Sleepy Hollow (1999)

reviewed by
Sean Townsend


SLEEPY HOLLOW

STARRING: Johnny Depp, Christina Ricci, Miranda Richardson, Michael Gambon, Casper Van Dien, Jeffrey Jones, Ian McDiarmid, Christopher Lee DIRECTOR: Tim Burton WRITTEN BY: Kevin Yagher, Andrew Kevin Walker (based on "The Legend of Sleepy Hollow" by Washington Irving)

By now, after Beetlejuice, two Batman movies, and Edward Scissorhands (also starring Depp), one might conclude that the sky in weirdo/wunderkind Tim Burton's world is decidedly black.
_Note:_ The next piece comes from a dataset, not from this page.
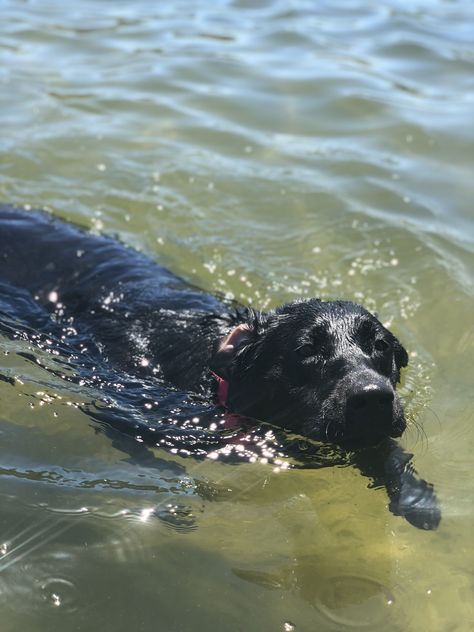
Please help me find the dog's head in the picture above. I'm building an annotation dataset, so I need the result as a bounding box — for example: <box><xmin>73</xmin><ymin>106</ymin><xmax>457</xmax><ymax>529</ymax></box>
<box><xmin>211</xmin><ymin>299</ymin><xmax>408</xmax><ymax>448</ymax></box>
Yet, his bleak Gothic imagery has always been tempered by a childlike wonder (perhaps best realized in the truly marvelous musical fantasy The Nightmare Before Christmas, which he produced and co-wrote.) Underlined with strange and sublime music from constant collaborator Danny Elfman, Burton's films have a unique, fairy-tale-like quality that has often endeared him to both critics and audiences in a rare synergy of art and commerce (although not always; 1996's Mars Attacks! was just plain dreadful, while 1994's critical favorite Ed Wood was box-office anathema.) These same artistic and commercial elements appear in Sleepy Hollow, but blend less smoothly thanks to writing flaws that complicate what should have been a simple and straightforward tale.
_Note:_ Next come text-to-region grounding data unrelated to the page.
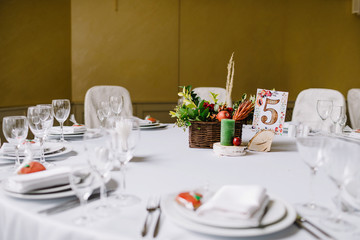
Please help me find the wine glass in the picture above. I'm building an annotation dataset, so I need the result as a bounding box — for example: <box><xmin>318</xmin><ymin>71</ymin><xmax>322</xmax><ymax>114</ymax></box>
<box><xmin>2</xmin><ymin>116</ymin><xmax>29</xmax><ymax>170</ymax></box>
<box><xmin>338</xmin><ymin>114</ymin><xmax>347</xmax><ymax>133</ymax></box>
<box><xmin>316</xmin><ymin>100</ymin><xmax>333</xmax><ymax>133</ymax></box>
<box><xmin>106</xmin><ymin>116</ymin><xmax>140</xmax><ymax>206</ymax></box>
<box><xmin>52</xmin><ymin>99</ymin><xmax>71</xmax><ymax>142</ymax></box>
<box><xmin>330</xmin><ymin>106</ymin><xmax>343</xmax><ymax>134</ymax></box>
<box><xmin>68</xmin><ymin>167</ymin><xmax>97</xmax><ymax>225</ymax></box>
<box><xmin>27</xmin><ymin>106</ymin><xmax>53</xmax><ymax>167</ymax></box>
<box><xmin>84</xmin><ymin>129</ymin><xmax>113</xmax><ymax>216</ymax></box>
<box><xmin>295</xmin><ymin>136</ymin><xmax>330</xmax><ymax>216</ymax></box>
<box><xmin>321</xmin><ymin>138</ymin><xmax>357</xmax><ymax>231</ymax></box>
<box><xmin>37</xmin><ymin>104</ymin><xmax>54</xmax><ymax>141</ymax></box>
<box><xmin>109</xmin><ymin>96</ymin><xmax>123</xmax><ymax>116</ymax></box>
<box><xmin>97</xmin><ymin>101</ymin><xmax>112</xmax><ymax>128</ymax></box>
The film's plot bears only a passing resemblance to Irving's short story. Ichabod Crane is now a constable and forensic scientist instead of a schoolmaster. This allows the writers to cook up an unnecessarily convoluted murder mystery involving conspiracy and witchcraft, a whodunit that in its resolution makes even the origin of the Headless Horseman seem completely plausible in comparison. Thrown in for good measure is some uncalled-for subtext involving Ichabod's Puritan childhood. In fact, Sleepy Hollow is even less faithful to its source than the short but memorable Disney cartoon (the last half of 1949's Ichabod and Mr. Toad) that is, to my mind, still the best-- and scariest-- film version of 'em all (so memorable, in fact, that Burton includes several bits of hommage to it, like the toads that croak Ichabod's name as he nervously guides his old horse across a covered bridge at night.)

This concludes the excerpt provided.